【尾形】うちの庭が明治の北海道につながってる件【金カム】
第2章 月島軍曹&鯉登少尉
すると鶴見中尉はニッコリ笑った。
「そうかそうか。ご自宅が見つかり、何よりの僥倖(ぎょうこう)。では私が自宅にお連れして取引を――」
やばいやばい! ついてくるつもりだ!!
けど月島さんはすかさず、
「鶴見中尉。”例の件”について、お耳に入れたいことがございます」
『例の件』?
「何?」
でも効果はあった。
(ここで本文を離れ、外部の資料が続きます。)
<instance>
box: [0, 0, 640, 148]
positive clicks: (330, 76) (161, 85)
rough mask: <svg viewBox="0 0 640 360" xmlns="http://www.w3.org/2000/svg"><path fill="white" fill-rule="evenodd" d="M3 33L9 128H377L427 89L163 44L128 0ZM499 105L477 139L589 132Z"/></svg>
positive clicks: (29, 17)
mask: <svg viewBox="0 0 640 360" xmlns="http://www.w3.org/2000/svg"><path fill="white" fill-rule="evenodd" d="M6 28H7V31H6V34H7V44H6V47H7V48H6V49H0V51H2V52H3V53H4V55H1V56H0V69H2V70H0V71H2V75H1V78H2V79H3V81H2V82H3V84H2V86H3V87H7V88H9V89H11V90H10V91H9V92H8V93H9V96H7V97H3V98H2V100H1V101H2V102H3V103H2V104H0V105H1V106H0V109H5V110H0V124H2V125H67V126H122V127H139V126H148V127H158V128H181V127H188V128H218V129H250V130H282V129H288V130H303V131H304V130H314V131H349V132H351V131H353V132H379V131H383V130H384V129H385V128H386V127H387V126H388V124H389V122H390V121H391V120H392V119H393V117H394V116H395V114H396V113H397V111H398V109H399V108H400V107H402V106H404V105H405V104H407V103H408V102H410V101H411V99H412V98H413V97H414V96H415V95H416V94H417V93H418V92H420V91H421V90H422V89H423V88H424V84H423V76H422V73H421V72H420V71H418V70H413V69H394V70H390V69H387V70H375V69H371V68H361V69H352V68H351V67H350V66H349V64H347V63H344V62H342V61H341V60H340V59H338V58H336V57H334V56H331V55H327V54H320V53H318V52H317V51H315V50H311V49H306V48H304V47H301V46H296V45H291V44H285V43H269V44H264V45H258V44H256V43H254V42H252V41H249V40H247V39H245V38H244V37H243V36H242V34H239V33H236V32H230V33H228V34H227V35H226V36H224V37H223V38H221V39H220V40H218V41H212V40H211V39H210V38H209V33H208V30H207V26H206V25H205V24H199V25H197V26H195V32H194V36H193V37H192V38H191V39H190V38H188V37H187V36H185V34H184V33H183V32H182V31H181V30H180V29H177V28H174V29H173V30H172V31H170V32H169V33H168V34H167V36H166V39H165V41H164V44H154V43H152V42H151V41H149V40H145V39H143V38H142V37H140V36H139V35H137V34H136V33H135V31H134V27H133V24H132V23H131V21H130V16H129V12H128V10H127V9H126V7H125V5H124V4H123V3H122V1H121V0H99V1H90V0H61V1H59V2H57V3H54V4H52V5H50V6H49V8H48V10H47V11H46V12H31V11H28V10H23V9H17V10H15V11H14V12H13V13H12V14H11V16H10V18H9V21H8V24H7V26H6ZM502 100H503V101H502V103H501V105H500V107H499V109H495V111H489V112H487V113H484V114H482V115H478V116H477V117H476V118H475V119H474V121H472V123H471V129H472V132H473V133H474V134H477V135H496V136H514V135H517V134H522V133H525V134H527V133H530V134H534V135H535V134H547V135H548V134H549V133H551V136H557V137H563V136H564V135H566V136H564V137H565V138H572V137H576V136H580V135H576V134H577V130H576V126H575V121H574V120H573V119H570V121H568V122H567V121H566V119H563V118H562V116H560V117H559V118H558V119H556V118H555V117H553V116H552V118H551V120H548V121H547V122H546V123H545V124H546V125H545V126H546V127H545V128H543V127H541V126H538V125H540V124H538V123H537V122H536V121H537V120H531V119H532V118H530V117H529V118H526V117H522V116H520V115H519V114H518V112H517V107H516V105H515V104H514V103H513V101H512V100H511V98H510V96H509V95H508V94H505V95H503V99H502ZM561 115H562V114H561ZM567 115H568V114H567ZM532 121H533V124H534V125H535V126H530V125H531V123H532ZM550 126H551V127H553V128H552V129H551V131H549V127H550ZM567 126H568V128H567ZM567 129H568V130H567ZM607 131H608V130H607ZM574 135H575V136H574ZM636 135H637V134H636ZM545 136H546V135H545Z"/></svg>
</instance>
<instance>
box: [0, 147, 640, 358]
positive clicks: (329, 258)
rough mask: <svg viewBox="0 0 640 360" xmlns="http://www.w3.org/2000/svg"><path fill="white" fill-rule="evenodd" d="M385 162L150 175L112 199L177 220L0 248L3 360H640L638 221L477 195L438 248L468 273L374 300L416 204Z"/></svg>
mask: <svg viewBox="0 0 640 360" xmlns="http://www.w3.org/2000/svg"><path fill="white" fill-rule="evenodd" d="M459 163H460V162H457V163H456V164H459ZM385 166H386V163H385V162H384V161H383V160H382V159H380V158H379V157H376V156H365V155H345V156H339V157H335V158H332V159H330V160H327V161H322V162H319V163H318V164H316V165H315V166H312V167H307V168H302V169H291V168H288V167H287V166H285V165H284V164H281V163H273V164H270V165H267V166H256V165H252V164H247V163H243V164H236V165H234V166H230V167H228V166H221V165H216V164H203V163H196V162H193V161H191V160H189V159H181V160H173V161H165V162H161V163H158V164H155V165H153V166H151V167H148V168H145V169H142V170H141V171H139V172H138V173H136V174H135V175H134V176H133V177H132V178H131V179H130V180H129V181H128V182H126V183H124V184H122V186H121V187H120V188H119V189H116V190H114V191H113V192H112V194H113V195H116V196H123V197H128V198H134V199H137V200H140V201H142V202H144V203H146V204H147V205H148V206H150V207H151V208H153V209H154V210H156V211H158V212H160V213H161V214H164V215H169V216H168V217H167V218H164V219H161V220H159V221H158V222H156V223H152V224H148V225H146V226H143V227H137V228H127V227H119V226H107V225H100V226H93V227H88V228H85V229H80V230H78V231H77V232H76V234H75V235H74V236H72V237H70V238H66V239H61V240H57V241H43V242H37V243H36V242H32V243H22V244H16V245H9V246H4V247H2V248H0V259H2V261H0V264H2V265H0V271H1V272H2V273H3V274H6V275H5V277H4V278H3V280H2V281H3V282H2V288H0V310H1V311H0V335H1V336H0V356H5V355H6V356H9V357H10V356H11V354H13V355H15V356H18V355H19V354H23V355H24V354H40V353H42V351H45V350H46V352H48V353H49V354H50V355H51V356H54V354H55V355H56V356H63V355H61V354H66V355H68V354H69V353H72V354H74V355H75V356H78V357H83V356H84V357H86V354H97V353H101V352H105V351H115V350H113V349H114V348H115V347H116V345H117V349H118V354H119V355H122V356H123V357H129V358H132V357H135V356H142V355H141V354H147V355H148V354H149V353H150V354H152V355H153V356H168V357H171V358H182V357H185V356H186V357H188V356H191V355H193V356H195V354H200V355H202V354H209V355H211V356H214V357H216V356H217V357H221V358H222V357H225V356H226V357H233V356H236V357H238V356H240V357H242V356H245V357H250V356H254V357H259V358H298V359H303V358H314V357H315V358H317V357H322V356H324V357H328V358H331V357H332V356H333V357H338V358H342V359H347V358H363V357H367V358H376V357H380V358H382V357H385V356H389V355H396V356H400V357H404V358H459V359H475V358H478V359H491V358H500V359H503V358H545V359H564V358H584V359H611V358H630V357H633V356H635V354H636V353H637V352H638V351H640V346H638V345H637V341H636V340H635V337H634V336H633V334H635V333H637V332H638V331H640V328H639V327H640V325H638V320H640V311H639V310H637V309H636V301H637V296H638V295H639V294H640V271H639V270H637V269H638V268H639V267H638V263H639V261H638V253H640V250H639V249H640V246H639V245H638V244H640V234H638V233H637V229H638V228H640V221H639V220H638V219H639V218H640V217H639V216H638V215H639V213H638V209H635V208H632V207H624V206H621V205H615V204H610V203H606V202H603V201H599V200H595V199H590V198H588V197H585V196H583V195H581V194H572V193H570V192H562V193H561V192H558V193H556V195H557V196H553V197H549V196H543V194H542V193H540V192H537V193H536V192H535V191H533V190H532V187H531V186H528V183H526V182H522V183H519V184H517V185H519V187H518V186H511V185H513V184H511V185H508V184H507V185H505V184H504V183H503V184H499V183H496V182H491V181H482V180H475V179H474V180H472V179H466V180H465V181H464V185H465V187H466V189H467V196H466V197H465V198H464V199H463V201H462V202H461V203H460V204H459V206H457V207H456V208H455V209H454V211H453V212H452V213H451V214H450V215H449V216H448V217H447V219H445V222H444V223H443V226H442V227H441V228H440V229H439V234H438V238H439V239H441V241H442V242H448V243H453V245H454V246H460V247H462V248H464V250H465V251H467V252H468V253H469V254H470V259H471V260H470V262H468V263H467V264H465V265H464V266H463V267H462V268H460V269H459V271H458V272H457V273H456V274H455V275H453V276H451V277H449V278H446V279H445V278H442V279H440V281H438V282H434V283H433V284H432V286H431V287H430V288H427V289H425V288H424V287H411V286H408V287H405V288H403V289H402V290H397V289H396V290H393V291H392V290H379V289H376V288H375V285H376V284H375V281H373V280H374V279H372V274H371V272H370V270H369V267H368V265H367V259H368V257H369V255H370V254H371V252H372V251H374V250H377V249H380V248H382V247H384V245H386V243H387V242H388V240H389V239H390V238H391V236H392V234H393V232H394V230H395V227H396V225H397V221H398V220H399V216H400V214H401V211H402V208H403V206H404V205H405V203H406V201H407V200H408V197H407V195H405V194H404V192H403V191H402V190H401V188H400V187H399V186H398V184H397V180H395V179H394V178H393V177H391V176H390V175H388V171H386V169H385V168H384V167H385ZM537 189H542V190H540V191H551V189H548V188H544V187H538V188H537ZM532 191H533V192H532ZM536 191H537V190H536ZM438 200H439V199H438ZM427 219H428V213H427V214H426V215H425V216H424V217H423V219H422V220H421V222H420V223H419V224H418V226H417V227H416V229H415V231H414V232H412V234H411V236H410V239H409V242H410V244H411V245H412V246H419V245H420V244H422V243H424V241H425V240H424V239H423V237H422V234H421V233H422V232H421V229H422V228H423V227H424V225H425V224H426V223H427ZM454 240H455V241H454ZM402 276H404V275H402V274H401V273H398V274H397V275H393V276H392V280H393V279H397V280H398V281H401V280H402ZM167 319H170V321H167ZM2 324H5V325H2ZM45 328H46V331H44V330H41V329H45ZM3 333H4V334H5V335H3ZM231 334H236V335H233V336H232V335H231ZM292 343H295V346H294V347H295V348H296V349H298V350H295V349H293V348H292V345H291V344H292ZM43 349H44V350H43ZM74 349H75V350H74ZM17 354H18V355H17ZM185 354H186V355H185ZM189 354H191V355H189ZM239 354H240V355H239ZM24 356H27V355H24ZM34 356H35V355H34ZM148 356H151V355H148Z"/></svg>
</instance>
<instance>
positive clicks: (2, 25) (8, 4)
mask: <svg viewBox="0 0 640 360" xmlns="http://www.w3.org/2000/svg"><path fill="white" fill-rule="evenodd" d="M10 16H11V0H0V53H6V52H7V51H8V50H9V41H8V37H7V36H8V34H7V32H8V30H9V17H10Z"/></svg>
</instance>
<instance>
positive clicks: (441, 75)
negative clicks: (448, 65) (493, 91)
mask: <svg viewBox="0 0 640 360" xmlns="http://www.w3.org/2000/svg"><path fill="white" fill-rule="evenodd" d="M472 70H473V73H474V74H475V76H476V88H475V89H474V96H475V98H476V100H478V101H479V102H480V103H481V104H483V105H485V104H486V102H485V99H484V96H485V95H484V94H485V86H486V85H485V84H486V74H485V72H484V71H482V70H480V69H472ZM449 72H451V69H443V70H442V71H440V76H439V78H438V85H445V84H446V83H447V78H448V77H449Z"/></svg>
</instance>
よほど大事な案件だったようだ。
鶴見中尉と月島さんは、部屋の隅でしばらくヒソヒソ話していた。
そして数分後。鶴見中尉は私に、
「誠に残念ですが、早急に向かわねばならない用事が出来ました。
ですが、あなたは私の部下が安全にお送りしますのでご安心を」
「ありがとうございました」
「梢さん! どうぞ! お父君に! よろしくお伝え下さい!!」
「は、はあ。必ず……」
ああもう。ここがファンタジーとか異世界だったら、遠慮せず合成繊維の衣類を輸出しまくって億万長者になれたのになあ。
ちょっとだけ残念な私であった。
鶴見中尉が立ち去っても、見張りの兵士さんがいる。そのためか月島さんは事務的だった。
「表に馬車を止めてあります。こちらへ」
彼は極めて丁重に、私を外に連れて行った。
…………
そして街から離れた場所で、月島さんは馬車を止めた。
「ここから先は歩きで行く。戻っていい」
そう言って馬車を返し、私は月島さんの後をついて、山の中に入った。
雪深い山道を、月島さんは慣れた感じで進んでいく。
「私の靴痕の上を踏んで来て下さい。何かあれば、私の指示に従うよう」
「ありがとうございます……」
というか、どこに行くつもりなんだろう。
でも何歩も歩かないうちに。
「全く……とんでもないことをする人だ」
月島さんが、ボソッと呟いた。
「あ、あははは。すみません。ご迷惑を――」
「全くです! 山で奇妙な服装をした少女が保護されたという!
容姿を聞き、私には貴女であるとすぐに分かりました!
しかも鶴見中尉が直々に尋問されているという!
心臓が口から飛び出るかと思いましたよ!」
珍しく感情をあらわに、月島さんは怒鳴ったのであった。